Dua orang kakek, yang satu gendut yang satu kurus itu, saling maki dan akhirnya, tanpa dapat dicegah lagi, saling serang dengan penuh kemarahan! Suheng dan sute ini sama-sama merasa menyesal, merasa berdosa terhadap sute mereka yang kini telah meninggal dunia. Karena saling menyalahkan, duka dan menyesal, mereka lupa diri dan akhirnya saling serang dengan hebatnya.
Karena keduanya merupakan orang-orang sakti, maka tidak ada anggauta Thian-li-pang yang berani melerai. Maju melerai berarti membahayakan nyawa sendiri. Di seputar dua orang itu, angin pukulan menyambar-nyambar dengan dahsyatnya sehingga Lauw Kang Hui sendiri terpaksa mundur menjauh agar tidak sampai terkena serangan hawa pukulan.
Pertandingan antara dua orang tokoh yang sakti dan yang usianya sudah amat tua, tidak lagi mengandalkan kecepatan gerakan, tidak mau membuang waktu dan mereka segera mengeluarkan ilmu simpanan masing-masing, dan mengerahkan sin-kang untuk mengalahkan lawan. Di lain saat, setelah lewat belasan jurus saja, keduanya sudah berdiri dengan kedua kaki terpentang, kedua tangan saling tempel dan saling dorong dengan pengerahan tenaga sin-kang.
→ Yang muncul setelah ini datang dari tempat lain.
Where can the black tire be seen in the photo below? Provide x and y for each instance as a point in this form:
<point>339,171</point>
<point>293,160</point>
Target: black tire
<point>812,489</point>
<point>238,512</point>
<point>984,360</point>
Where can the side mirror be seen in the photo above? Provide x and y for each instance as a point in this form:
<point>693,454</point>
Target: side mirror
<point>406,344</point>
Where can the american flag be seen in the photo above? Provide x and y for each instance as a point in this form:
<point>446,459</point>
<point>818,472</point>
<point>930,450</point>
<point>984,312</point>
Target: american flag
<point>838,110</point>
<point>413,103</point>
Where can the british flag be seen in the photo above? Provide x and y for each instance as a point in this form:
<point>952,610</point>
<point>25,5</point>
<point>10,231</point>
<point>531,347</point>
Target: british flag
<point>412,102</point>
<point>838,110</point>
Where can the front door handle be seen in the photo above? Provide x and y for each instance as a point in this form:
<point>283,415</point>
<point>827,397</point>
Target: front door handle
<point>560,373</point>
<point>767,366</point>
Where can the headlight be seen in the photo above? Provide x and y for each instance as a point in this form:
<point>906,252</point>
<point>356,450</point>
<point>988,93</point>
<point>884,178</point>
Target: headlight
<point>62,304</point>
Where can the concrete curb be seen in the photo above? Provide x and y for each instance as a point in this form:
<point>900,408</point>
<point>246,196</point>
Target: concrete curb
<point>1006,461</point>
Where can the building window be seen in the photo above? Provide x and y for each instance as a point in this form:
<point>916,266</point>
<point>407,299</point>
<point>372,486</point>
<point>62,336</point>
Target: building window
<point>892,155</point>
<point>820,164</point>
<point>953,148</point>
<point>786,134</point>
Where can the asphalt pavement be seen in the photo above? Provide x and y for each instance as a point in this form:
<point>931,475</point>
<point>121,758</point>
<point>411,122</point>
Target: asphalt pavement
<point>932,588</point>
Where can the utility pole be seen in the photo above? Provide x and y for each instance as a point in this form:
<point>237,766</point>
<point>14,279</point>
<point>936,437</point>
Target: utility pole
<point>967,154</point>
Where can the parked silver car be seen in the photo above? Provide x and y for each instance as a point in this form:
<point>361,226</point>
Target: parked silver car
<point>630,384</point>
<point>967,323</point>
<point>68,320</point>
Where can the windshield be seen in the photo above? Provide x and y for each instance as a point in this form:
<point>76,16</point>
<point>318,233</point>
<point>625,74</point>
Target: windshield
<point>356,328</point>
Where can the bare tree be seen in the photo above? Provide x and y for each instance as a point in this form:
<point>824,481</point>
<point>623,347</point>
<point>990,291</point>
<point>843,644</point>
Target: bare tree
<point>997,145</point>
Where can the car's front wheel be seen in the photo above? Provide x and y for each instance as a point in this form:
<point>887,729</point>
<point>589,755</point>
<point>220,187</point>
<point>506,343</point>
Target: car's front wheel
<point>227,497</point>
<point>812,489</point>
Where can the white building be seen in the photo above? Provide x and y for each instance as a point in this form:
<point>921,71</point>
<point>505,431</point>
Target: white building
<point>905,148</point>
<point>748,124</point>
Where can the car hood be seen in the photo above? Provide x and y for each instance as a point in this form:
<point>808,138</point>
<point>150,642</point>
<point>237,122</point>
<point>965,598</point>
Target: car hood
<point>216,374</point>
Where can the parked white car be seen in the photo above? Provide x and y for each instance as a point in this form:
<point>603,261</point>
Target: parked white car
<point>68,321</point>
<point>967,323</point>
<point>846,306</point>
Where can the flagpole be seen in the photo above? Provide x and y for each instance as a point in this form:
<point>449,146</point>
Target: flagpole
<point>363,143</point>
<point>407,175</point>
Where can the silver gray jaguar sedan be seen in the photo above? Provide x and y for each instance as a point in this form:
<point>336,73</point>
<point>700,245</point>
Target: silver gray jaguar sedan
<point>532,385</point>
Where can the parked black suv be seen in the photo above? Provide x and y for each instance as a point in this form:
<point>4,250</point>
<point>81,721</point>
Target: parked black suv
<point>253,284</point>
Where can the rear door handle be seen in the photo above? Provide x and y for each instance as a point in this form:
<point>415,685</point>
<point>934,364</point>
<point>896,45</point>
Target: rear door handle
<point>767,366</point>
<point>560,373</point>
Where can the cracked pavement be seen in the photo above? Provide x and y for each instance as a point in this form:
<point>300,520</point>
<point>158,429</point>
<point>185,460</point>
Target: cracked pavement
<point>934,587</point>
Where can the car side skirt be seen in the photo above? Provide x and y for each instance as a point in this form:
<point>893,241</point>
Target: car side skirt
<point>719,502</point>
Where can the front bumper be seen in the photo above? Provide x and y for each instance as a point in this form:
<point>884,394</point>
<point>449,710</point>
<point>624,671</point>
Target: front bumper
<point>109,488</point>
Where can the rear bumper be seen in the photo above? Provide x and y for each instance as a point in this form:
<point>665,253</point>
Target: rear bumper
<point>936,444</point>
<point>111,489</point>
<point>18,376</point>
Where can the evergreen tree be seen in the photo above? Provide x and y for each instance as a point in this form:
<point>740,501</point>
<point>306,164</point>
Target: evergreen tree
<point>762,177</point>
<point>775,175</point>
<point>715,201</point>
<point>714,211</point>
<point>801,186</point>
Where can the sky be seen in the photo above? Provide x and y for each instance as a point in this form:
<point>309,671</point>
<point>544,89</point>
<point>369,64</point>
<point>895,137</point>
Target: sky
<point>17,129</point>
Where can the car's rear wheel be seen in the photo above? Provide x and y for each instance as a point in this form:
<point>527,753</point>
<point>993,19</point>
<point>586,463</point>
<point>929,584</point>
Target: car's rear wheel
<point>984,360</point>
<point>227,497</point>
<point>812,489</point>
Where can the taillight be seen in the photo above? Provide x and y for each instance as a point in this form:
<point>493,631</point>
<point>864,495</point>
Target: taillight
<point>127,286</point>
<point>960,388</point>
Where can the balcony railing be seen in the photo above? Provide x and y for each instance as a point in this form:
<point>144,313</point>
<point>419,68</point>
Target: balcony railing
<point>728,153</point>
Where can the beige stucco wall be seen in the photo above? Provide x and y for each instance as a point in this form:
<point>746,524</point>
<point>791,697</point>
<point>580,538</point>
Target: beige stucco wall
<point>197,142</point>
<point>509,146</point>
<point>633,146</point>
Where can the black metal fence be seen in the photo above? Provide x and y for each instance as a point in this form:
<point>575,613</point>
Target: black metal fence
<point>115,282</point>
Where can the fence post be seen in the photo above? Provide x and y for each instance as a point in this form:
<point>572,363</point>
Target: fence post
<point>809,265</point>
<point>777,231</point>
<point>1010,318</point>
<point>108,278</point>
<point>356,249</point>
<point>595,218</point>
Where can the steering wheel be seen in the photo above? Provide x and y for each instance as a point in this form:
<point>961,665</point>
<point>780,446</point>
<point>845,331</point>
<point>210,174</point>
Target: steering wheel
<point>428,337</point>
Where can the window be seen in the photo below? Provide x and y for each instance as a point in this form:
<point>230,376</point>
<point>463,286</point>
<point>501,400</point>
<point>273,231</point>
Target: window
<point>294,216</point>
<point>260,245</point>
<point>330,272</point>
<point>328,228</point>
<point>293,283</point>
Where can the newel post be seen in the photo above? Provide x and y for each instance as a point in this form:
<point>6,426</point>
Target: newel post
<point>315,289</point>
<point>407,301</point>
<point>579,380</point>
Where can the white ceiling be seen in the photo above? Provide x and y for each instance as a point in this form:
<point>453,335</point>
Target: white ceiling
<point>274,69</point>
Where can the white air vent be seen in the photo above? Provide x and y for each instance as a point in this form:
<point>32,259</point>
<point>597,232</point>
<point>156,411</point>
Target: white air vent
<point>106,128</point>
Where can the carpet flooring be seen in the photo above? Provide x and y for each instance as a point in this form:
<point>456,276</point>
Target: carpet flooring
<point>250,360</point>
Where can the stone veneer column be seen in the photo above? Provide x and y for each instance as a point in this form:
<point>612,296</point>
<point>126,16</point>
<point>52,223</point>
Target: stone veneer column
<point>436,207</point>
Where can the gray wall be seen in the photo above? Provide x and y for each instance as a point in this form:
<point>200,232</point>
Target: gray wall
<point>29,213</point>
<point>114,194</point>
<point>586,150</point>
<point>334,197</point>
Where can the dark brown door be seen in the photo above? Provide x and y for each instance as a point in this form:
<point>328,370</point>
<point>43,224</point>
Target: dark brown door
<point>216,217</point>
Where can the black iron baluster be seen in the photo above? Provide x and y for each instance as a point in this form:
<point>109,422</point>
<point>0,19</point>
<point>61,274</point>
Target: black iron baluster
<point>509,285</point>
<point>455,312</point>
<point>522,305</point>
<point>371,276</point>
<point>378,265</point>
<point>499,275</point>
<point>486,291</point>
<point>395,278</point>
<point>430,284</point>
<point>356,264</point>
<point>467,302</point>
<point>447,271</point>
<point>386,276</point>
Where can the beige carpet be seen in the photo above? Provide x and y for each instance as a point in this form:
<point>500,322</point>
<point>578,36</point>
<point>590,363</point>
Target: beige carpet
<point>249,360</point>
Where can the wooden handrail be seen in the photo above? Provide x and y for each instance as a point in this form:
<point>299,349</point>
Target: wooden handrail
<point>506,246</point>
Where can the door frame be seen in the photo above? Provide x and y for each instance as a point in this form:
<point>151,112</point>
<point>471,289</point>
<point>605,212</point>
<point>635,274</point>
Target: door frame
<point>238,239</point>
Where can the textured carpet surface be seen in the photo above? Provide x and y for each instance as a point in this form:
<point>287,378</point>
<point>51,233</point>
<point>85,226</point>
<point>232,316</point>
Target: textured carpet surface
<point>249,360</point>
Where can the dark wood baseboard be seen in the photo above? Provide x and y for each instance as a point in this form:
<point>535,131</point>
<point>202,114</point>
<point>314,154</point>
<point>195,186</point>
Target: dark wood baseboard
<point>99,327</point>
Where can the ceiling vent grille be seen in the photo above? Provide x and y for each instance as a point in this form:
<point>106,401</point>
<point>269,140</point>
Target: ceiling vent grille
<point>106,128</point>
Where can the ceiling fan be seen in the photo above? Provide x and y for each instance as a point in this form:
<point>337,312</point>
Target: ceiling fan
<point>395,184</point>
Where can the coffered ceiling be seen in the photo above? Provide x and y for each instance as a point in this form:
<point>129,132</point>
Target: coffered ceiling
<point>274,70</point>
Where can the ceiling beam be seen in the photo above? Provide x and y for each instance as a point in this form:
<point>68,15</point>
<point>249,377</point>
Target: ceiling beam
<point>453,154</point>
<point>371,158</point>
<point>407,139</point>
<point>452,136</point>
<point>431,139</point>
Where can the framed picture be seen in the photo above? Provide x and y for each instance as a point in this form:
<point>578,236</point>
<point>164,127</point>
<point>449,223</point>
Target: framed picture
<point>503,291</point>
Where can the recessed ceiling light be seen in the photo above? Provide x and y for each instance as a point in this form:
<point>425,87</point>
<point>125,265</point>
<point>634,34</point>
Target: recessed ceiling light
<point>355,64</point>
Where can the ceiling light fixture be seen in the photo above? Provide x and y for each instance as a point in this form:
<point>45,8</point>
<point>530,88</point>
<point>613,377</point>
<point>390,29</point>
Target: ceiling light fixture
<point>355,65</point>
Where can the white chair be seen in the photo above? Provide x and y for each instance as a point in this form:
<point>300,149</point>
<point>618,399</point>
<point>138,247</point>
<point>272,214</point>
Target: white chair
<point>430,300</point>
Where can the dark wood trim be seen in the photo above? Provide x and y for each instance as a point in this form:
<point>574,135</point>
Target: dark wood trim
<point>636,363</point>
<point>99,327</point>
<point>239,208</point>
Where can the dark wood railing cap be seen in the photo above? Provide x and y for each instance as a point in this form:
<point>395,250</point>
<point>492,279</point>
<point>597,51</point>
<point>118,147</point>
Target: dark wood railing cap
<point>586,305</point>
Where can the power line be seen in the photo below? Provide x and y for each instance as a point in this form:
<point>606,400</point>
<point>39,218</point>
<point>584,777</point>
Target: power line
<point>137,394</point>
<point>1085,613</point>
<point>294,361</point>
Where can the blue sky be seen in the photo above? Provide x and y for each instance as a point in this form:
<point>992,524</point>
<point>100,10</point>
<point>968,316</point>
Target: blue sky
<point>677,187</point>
Uap mengepul dari kepala mereka dan semua orang tahu bahwa pertandingan ini merupakan pergulatan mati hidup. Lauw Kang Hui mengerti pula dan dia menjadi amat khawatir. Dia pun tahu bahwa gurunya, Ban-tok Mo-ko, masih kalah kuat dibandingkan supeknya, dan bahwa gurunya terancam maut. Akan tetapi, tentu saja dia tidak berani mencampuri, tidak berani melerai. Dia tadi teringat akan Yo Han yang telah mampu merobohkan suhunya dan supeknya, maka timbul harapannya. Cepat dia menghampiri Yo Han dan dengan suara sungguh-sungguh dia berkata,
“Sute Yo Han, tolonglah mereka. Cepat pisahkan mereka agar jangan sampai saling bunuh.”
Yo Han yang sejak tadi menonton, menoleh kepadanya dan menggeleng kepalanya.
“Kurasa tidak ada gunanya lagi, Suheng. Mereka sudah saling serang mati-matian dan andaikata aku dapat memisahkan mereka pun, tentu mereka telah terluka dalam.“
Lauw Kang Hui memandang kepada dua orang kakek itu dan dia merasa gelisah melihat betapa dari ujung bibir gurunya telah mengalir darah dari dalam mulut, tanda bahwa gurunya telah menderita luka dalam. Dan biarpun di bibir Thian-te Tok-ong belum nampak darah, akan tetapi wajah kakek yang kecil pendek itu pucat sekali.
“Mereka sudah terluka, akan tetapi setidaknya, jangan mereka itu tewas selagi mengadu tenaga. Sute, tolonglah, pisahkan mereka, biarpun mereka sudah terluka.”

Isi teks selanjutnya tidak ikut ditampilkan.